4 Paid Search “Best Practices” That Should Be Re-Evaluated

As you know, the Internet has come a long way in just a short amount of time, and with it has come changes to marketing practices. As search engines develop and advance, the best practices for paid search do as well. In this blog, our digital marketing agency re-evaluates a few best practices from when paid search was just getting started.

Don’t Use Broad Match

Using broad match for paid search was usually frowned upon because of the possibility of driving traffic to ad groups that overlap. It could also potentially yield searches that had a different audience than you were trying to reach. Broad match isn’t necessarily a bad thing, however. By using it, you can narrow down your best search queries and find out what exactly people are searching for, which makes advertising your business easier.

Use More Than Google

Years ago, when paid search first became an option for businesses, there were plenty of other search engine options to consider for your ads. Over time, however, Google has become number one in search and web surfers barely use anyone else. While it can’t hurt to be present on other websites like Yahoo or Bing, you’re likely better off putting your money into being found on Google.

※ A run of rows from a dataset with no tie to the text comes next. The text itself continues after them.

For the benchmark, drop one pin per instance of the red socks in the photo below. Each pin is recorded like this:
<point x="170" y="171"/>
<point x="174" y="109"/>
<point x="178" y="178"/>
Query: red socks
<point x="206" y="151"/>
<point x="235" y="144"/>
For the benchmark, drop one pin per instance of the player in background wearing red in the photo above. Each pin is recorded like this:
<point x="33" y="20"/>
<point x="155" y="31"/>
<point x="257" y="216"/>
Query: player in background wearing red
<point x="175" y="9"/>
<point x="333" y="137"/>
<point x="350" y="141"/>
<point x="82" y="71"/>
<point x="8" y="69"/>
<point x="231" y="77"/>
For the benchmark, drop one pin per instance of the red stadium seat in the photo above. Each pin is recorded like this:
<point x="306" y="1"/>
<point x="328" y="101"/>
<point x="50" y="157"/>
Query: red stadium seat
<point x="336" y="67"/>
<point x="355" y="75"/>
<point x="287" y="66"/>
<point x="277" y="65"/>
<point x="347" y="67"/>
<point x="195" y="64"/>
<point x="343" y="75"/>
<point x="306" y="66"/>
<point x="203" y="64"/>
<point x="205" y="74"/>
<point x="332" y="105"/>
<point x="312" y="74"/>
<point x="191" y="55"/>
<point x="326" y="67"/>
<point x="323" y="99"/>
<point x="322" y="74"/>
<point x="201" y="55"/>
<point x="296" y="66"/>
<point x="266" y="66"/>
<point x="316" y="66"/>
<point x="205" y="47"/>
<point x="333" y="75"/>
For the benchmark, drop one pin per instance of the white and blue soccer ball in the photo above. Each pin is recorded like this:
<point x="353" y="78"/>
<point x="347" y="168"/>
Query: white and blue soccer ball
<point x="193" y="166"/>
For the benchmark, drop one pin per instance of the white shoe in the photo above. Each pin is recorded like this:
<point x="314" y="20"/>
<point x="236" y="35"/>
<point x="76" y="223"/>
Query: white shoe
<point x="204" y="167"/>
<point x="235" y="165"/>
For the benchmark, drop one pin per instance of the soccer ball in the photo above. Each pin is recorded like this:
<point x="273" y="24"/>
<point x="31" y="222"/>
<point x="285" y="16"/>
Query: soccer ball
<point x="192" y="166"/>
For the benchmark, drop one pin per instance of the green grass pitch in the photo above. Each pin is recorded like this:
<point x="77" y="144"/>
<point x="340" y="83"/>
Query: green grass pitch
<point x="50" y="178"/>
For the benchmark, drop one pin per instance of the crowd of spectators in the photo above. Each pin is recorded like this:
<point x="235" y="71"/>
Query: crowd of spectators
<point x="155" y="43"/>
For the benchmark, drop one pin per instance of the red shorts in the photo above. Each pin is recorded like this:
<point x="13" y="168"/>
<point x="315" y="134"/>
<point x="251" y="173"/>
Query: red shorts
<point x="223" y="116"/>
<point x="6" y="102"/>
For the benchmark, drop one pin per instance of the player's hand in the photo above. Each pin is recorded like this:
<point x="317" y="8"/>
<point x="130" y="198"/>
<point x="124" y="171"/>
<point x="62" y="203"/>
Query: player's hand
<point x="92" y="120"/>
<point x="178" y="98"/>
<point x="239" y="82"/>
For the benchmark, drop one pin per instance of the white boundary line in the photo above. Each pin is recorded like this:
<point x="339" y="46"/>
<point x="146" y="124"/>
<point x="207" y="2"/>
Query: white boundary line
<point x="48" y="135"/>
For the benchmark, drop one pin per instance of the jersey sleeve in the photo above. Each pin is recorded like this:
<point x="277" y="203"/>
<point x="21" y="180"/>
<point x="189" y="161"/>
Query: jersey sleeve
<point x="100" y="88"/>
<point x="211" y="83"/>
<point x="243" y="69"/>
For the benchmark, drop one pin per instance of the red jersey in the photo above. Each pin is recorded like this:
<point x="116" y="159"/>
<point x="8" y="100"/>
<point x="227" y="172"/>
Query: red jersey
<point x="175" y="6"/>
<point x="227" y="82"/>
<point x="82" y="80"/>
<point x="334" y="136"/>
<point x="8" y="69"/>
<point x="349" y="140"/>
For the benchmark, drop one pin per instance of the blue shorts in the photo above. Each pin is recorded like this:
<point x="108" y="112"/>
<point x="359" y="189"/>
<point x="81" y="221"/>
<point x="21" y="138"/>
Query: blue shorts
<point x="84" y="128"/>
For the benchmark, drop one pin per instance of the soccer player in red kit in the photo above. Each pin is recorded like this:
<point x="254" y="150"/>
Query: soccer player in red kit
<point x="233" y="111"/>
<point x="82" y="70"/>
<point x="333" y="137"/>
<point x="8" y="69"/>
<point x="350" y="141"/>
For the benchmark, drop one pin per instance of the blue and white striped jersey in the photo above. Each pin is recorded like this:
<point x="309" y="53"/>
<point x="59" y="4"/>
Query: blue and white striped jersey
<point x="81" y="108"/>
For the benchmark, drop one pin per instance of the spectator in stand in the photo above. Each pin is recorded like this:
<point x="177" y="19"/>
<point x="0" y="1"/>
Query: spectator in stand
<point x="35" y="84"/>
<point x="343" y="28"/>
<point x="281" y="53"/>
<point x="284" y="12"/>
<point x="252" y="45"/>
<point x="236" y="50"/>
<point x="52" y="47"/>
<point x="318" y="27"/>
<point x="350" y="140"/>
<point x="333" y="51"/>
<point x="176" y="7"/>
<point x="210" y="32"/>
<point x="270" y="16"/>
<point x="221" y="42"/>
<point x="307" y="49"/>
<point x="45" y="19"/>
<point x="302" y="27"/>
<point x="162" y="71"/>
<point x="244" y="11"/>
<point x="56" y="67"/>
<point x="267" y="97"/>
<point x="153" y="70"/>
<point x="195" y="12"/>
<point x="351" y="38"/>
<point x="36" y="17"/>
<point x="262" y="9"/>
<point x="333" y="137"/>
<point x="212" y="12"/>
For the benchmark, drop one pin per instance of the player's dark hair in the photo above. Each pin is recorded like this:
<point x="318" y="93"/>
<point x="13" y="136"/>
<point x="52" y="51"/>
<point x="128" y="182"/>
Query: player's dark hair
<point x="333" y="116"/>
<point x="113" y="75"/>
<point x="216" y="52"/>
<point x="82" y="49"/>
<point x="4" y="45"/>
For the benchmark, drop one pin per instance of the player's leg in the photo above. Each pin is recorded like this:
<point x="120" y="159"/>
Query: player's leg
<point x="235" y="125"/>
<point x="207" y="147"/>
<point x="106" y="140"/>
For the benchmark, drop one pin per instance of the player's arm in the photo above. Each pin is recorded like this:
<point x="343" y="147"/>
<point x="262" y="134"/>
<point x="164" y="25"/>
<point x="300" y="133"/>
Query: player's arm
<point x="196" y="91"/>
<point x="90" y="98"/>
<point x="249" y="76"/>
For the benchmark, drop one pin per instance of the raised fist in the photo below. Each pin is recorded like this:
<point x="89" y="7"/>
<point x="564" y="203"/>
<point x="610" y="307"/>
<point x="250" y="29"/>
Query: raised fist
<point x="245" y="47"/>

Have a Long List of Keywords

Back in the day, businesses did their best to cover a wide variety of keyword variations in order for their business to be found. This included plural versions, singular versions, misspellings, and more. These days, however, close variant keyword matching does the work for us and long lists of keyword phrases are unnecessary. In fact, by having unneeded keywords, you may in fact hurt the scores of any future keywords you implement.

Use the Same Ads for Mobile and Desktop

Today, mobile usage has skyrocketed and there are more people than ever searching for goods and services on their smartphones or tablets. While creating paid search ads used to only call for a few ad variations, they now call for user variations. Since mobile users tend to search more for local businesses and by proximity, you should have two separate ad practices for desktop and mobile.